The One About Womanism
Alice Walker’s poem "Democratic Womanism" speaks volumes—it's not just poetry, it's a call. A call to stop playing along with systems that were never designed for us. When she speaks, I see ancestors, aunties, and radical dreamers in motion. Walker’s vision—one rooted in the Earth, in maternal wisdom, in fierce love—feels like home to me. And it’s not about electing just any woman to mirror male power; it’s about burning the whole script and writing something new. It echoes Patricia Hill Collins’ "What’s in a Name? Womanism, Black Feminism, and Beyond," where she reminds us that naming ourselves isn’t just semantics—it’s survival.
I’ve felt quite at ease with the word "feminist" but did not understand why so many Black women distanced themselves from such a simple phrase. I now understand that “feminist” and feminism hides the truth of its history under the guise of “sisterhood.” I understand now that the word has so often ignored people like me. People like my grandmother, who never read bell hooks but lived her life fighting for dignity. Collins gets that. She says, "Using the term 'Black feminism' disrupts the racism inherent in presenting feminism as a for-whites-only ideology" (13). That disruption is necessary. But still, the word doesn’t always fit. It’s like trying to wear shoes made for someone else’s journey. Womanism, on the other hand, feels like jazz—it riffs, it contradicts, and it always returns home. That’s why Walker’s poem resonates so deeply with me. When she says she won’t vote for the lesser of two evils, it’s not cynicism. It’s clarity. It’s a refusal to betray the generations who preserved and continue to persist and resist today.
Walker builds a vision that is both spiritual and political. She gathers a circle of women warriors—Tubman, Davis, Wangari Maathai—and sets them at the helm of Earth’s failing ship. But she’s not romanticizing. She’s re-centering. She’s reminding us that power rooted in care, in the lessons of the land and the body, is not weakness—it’s the only way forward. Collins echoes this when she says Black feminist thought must stay accountable to Black women, rooted in our lived experiences. Collins emphasizes that Walker herself suggests that “Black women’s concrete history fosters a womanist worldview accessible primarily and perhaps exclusively to Black women” (10). That means it can’t be sanitized or made comfortable for mainstream consumption.
Still, it’s complicated. Walker’s poem sometimes edges into essentialism, making womanhood sound like a fixed identity. And I’ve wrestled with that, because the communities I love include folks across the gender spectrum. Collins doesn’t shy away from that tension. She acknowledges that womanism has its critiques, especially around queerness. “The relative silence of womanists on this dimension of womanism,” she writes, “speaks to Black women's continued ambivalence in dealing with the links between race, gender and sexuality, in this case, the ‘taboo’ sexuality of lesbianism” (12). Even in our liberatory spaces, silence can be loud. But I also believe that womanism—at its best—is a starting point, not a box. She also says that Black feminism and womanism are not finished products—they’re living practices. We don’t need perfect labels. We need the freedom to name ourselves and the responsibility to live those names out loud.
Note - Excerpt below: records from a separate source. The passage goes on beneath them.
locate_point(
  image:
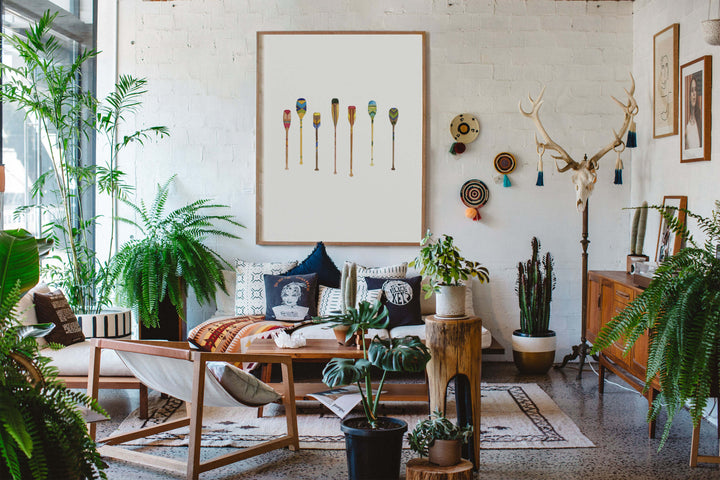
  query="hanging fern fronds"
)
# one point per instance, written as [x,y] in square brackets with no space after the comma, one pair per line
[681,310]
[171,257]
And honestly, in a world where aesthetics replace action, naming still matters. But action matters more. As Walker says, "Democratic womanism... a system of governance we can dream and imagine and build together." That’s not just a lyric—it’s an invitation. One we don’t need permission to accept.
So whether we call ourselves womanists, Black feminists, or something new we haven’t dreamed up yet, the point isn’t the name. It’s the work. The work of imagining systems where care isn’t a luxury, but a foundation. Where leadership looks like feeding your neighbor, planting a garden, or telling the truth even when your voice shakes. Collins and Walker are both saying the same thing: Don’t get distracted by semantics. Get clear about your vision and act.
Works Cited
Collins, Patricia Hill. "What's in a Name? Womanism, Black Feminism, and Beyond." The Black Scholar, vol. 26, no. 1, Winter/Spring 1996, pp. 9–17. ProQuest Research Library.